I’ve selected a dozen jpegs of photos for my upcoming Gary Chamber of Commerce talk on the year 1955, including shots of Vivian Carter, the Spaniels, and Mayor George Chacharis honoring Olympic gold medal winner Lee Calhoun. Someone from Instructional Media Center will go with me to make sure they get flashed on the screen at the proper time. After receiving an announcement about the event, Rick Hug emailed that regretably he’d be out of town.
Samuel A. Love reports that he “learned tonight that my pops saw Pete Seeger perform in 1964 at Purdue. Can I get anymore jealous? Here's the man that saw Muddy Waters (in Gary), shook hands with Howlin Wolf, saw the Rolling Stones, Stevie Ray Vaughn... wait, he took me to those last two gigs.” Sam’s mother posted that she “was actually touched by Alice Cooper and met Ted Nugent ( ok, well maybe I shouldn't share that one). My friend's brother ran the lighting at "Dex Card's Wild Goose" at the Scherwood Club in Schererville and a lot of later famous acts appeared there before they were famous so I got to meet them.”
Steve Spicer posted a 1940s photo of himself with big brother Jim wearing cowboy outfits. Back then boys were programmed to play with toy guns and imagine shooting bad guys – or Indians.
On a site called Imgism Alan Brightside cited ways young “millennials” are changing the sexual landscape: they are likely to regard masturbation, kinky sex, and watching pornography as normal behavior, and in increasing numbers they support gay marriage, same-sex experimentation, and coupling with more than two people.

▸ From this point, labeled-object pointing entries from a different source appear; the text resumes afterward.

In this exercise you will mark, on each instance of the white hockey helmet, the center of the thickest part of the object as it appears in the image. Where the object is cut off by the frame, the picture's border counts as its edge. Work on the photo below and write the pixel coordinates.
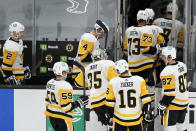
(121, 66)
(150, 13)
(170, 7)
(100, 24)
(142, 15)
(17, 27)
(169, 51)
(99, 54)
(59, 67)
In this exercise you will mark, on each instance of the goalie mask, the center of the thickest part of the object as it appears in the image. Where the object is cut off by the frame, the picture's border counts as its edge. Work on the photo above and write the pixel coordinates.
(121, 66)
(169, 52)
(59, 67)
(99, 54)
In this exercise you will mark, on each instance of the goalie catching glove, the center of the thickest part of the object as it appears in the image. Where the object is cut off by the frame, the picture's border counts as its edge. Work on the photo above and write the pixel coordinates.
(82, 101)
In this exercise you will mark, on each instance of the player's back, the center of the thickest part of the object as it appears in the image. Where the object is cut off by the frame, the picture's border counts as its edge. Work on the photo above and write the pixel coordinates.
(129, 93)
(174, 81)
(138, 39)
(87, 44)
(166, 25)
(57, 91)
(13, 57)
(98, 74)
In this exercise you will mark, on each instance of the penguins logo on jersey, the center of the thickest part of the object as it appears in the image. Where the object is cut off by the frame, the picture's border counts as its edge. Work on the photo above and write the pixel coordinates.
(77, 115)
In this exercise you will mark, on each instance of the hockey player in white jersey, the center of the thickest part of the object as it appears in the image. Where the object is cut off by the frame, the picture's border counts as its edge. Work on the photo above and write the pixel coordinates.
(173, 105)
(59, 99)
(125, 96)
(98, 74)
(12, 65)
(160, 40)
(88, 43)
(166, 25)
(140, 47)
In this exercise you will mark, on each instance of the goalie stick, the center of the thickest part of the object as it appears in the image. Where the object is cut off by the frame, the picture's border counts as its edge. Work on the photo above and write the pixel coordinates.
(79, 65)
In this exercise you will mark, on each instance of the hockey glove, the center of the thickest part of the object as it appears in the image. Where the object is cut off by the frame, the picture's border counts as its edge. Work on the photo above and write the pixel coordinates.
(161, 109)
(82, 101)
(12, 80)
(27, 73)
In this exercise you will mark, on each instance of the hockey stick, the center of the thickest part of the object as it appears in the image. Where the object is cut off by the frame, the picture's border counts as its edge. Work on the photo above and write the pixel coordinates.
(79, 65)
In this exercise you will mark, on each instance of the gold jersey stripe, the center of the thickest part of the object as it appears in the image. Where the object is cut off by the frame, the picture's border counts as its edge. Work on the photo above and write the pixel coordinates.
(145, 59)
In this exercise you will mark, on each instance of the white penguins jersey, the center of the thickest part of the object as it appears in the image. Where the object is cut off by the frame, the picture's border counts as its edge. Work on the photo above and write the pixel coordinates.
(174, 83)
(59, 97)
(138, 41)
(13, 58)
(88, 43)
(166, 25)
(97, 76)
(127, 95)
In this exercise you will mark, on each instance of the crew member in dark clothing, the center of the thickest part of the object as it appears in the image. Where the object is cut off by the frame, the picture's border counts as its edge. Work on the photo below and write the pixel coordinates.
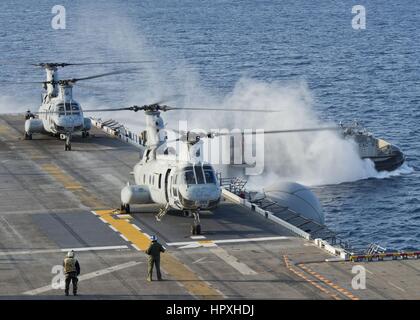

Bob Mucci informed me that somebody donated a rare 1977 volume of Steel Shavings, volume 3, on the 1930s to the Anthropology book sale. He offered to trade it for numerous books I have for him. Corey Hagelberg dropped by my office to say he wouldn’t be a lunch and is taking students to the Gregg Hertzlieb exhibit at Savannah Gallery.
Cousin Sue Stone is organizing a July “Lane Reunion” in Lancaster, PA, that will include a visit to Wheatland, James Buchanan’s estate. I told her to count me in.